Analisou aquele objeto em sua mão, era pequeno e dourado, com formato de uma estrela só que quadrado e  com quatro pontas, na verdade quatro setas apontando cada uma para um ponto cardeal, com cerca de dois centímetros de diâmetro, com um alfinete na parte de trás no sentido horizontal. No centro, as letras “F” e “N”. Jorge percebeu que na verdade tratava-se de uma joia mesmo, pois o broche era verdadeiramente de ouro e as letras em madrepérola. Aquela havia sido uma noite e tanto para ele. Nem conseguiu treinar seu espanhol, ficara tão chocado com a história do senhor Ernesto e com o broche que não conseguia pensar em mais nada. Assim, totalmente tomado por um misto de euforia e curiosidade, despediu-se de dona Encarnacion e fora para casa dormir.
No dia seguinte Pablo apareceu na banca no mesmo horário de sempre, deu um "buenos dias", pegou as mesmas literaturas e  os mesmos jornais, abriu o Gazeta do Amazonas como de costume e saiu. Ele estava com seu broche na gravata e Jorge agora dera uma olhada mais demorada, porém cuidadosa para que o peruano não desconfiasse de nada. O broche era exatamente idêntico àquele que a dona Encarnacion lhe mostrara. Não havia dúvidas, Pablo pertencia à mesma confraria que o senhor Ernesto, quem sabe ele mesmo pudesse ter algo a ver com a morte do argentino. Naquele instante um arrepio subiu-lhe pela espinha, poderia estar diante de um assassino, mas não queria tirar conclusões precipitadas, não era do seu caráter. O restante do dia passou sem maiores incidentes. 
À noite foi até a casa de dona Encarnacion e contou-lhe o que vira:


-Dona Encarnacion, o broche do peruano é idêntico ao que o seu marido usava. 


Ela ficou pálida e sentiu uma vertigem. Jorge ficou preocupado, foi até a cozinha e trouxe-lhe um copo com água, ela bebeu e sentiu-se melhor. 


-Conte-me mais alguma coisa sobre os hábitos do senhor Ernesto. 

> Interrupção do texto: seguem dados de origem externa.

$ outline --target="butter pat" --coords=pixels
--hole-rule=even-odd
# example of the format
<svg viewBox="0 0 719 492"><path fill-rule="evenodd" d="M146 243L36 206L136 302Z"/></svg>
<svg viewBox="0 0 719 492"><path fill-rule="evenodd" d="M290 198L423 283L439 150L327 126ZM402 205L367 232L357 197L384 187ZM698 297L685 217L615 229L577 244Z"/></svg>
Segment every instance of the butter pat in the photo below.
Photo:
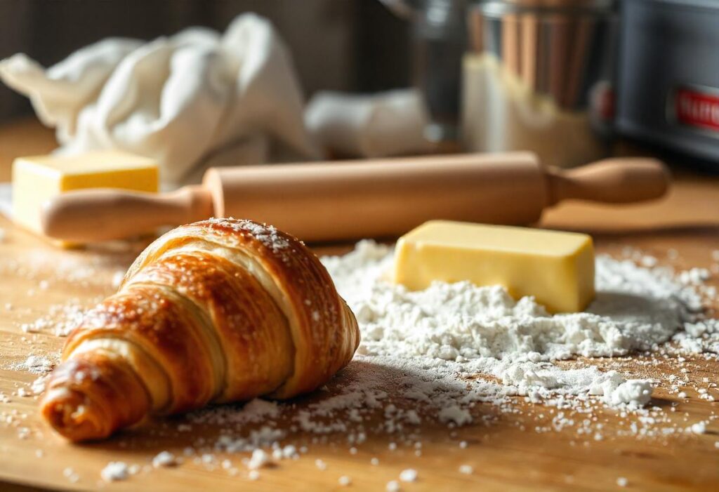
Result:
<svg viewBox="0 0 719 492"><path fill-rule="evenodd" d="M84 188L157 192L157 181L154 160L126 152L18 157L12 164L13 220L42 233L42 205L58 195Z"/></svg>
<svg viewBox="0 0 719 492"><path fill-rule="evenodd" d="M594 247L586 234L432 221L397 241L395 280L502 285L551 312L581 311L594 297Z"/></svg>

-Ah, ele era um homem comum, de hábitos simples e trabalhava como contador numa indústria de cosméticos na Argentina e veio transferido para o Brasil há 8 anos, exatamente quando começou a frequentar as reuniões da tal confraria. Após a mudança nossa vida continuou normal, apenas haviam as tais reuniões uma vez por semana, nas noites de terça-feira, em lugar desconhecido por mim, sabia apenas que durava cerca de quatro horas, pois ele sempre saía de casa às oito da noite e chegava por volta de uma hora da madrugada. Ele nada comentava sobre o conteúdo das reuniões, apenas dizia-me que era coisa de homem, nada muito importante e eu aceitava pois ele era um bom homem, bom marido e de bom caráter.


Essa informação fora preciosa para Jorge. Agora ele sabia que Pablo certamente participava dessas reuniões e precisava dar um jeito de descobrir onde era o local. 
Eles repassaram a lição e ficaram um longo tempo conversando amenidades.